Status: Resolved (View Workflow)
Affects Version/s: 21.1.0, Meridian-2016.1.12, Meridian-2017.1.7
Component/s: Data Output - Newts
Security Level: Default (Default Security Scheme)
Sprint:Horizon - April 18th 2018, Horizon - April 25th 2018, Horizon - May 2nd 2018, Horizon - May 9th 2018
I've been working on running our metrics:stress tool against Cassandra clusters in order to understand how well the cluster behave, and I found a problem associated with something called "Newts Index Inserts".
This feature can be controlled through an undocumented setting called: org.opennms.newts.disable.indexing. By default, the indexing is enabled.
This feature is required in order to be able to enumerate the resources and metrics available, which is also translated on populating primarily the newts.resource_metrics table on Cassandra.
This indexing process happens every time OpenNMS is started, and it takes a considerable amount of resources, specially from Cassandra, making the cluster temprarily unavailable (as it is extremely busy). The side effect in OpenNMS is that the ring buffer (regardless the configured size) goes to it maximum, and stays there for a while, specially under heavy load (100K samples per second or higher). When the ring buffer is full, OpenNMS is discarding samples, which is translated into holes on the graphs.
On my tests, using 4 `m4.10xlarge` EC2 instances running 3 Cassandra instances on each of them (as that is the use case I'm studing at the moment), for a total of 15 Cassandra nodes, the ring buffer is full for 15min.
Once this indexing work is done, the ring buffer goes to 0 and the Cassandra cluster starts working smothly and it is able to handle 100K even with 2 physical nodes down (which means 6 of the 12 cassandra instances down). From this point, if I disable indexing, I can restart OpenNMS without worring about performance.
Now, I made another test, which is start over with a fresh cluster and the indexing disabled. I can see that the samples table is being updated, no issues at OpenNMS or Cassandra, and the ring buffer is barely used (checked through JMX directly).
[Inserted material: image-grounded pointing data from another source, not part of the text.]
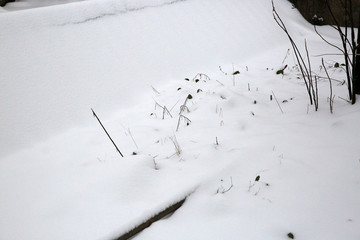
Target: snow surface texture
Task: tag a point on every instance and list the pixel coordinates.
(61, 178)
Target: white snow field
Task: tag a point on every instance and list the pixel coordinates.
(255, 160)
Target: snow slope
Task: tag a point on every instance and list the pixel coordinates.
(62, 60)
(61, 178)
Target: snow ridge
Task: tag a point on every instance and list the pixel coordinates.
(126, 9)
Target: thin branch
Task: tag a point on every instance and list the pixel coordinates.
(117, 149)
(277, 102)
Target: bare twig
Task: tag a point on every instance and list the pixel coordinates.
(117, 149)
(331, 96)
(277, 102)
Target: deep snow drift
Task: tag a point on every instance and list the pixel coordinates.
(251, 171)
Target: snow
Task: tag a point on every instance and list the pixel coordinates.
(61, 177)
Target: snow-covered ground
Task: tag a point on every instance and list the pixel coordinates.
(61, 178)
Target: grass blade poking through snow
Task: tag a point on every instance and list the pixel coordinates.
(94, 114)
(169, 210)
Unfortunately, because the resource_metrics table is not updated, OpenNMS cannot enumare the resources and I cannot graph any performance metric. This is why the indexing has to be performed at least once.
The only way I found to reduce the indexing time is by brute force, which means, having a more powerful Cassandra cluster, which I think is not the best solution. If I build the cluster using m5.12xlarge, the index part finishes quicly using 50 percent of the ring buffer during indexing (and the size of the ring buffer is 2^22 = 4194304).
The idea would be understand where the heavy load is created on either Newts or the Persistence strategy in OpenNMS, to avoid overwhelm the cluster and be able to only indexing when it is necessary (not every time OpenNMS starts), and not at the same time, making sure that the cluster performance is not affected by spreading out those inserts, as the actual metrics are being generated during the inserts (which is why the ring buffer grows quickly).
Finally, I found that 2^22 is the maximum amount for the ring buffer I found that doesn't have a bad impact on OpenNMS performance. Greater numbers like 2^23 (as it has to be a power of 2), has a bad impact on the CPU usage of OpenNMS, and lead to long Full GCs very quickly (even knowing that the ring buffer is designed to avoid memory issues).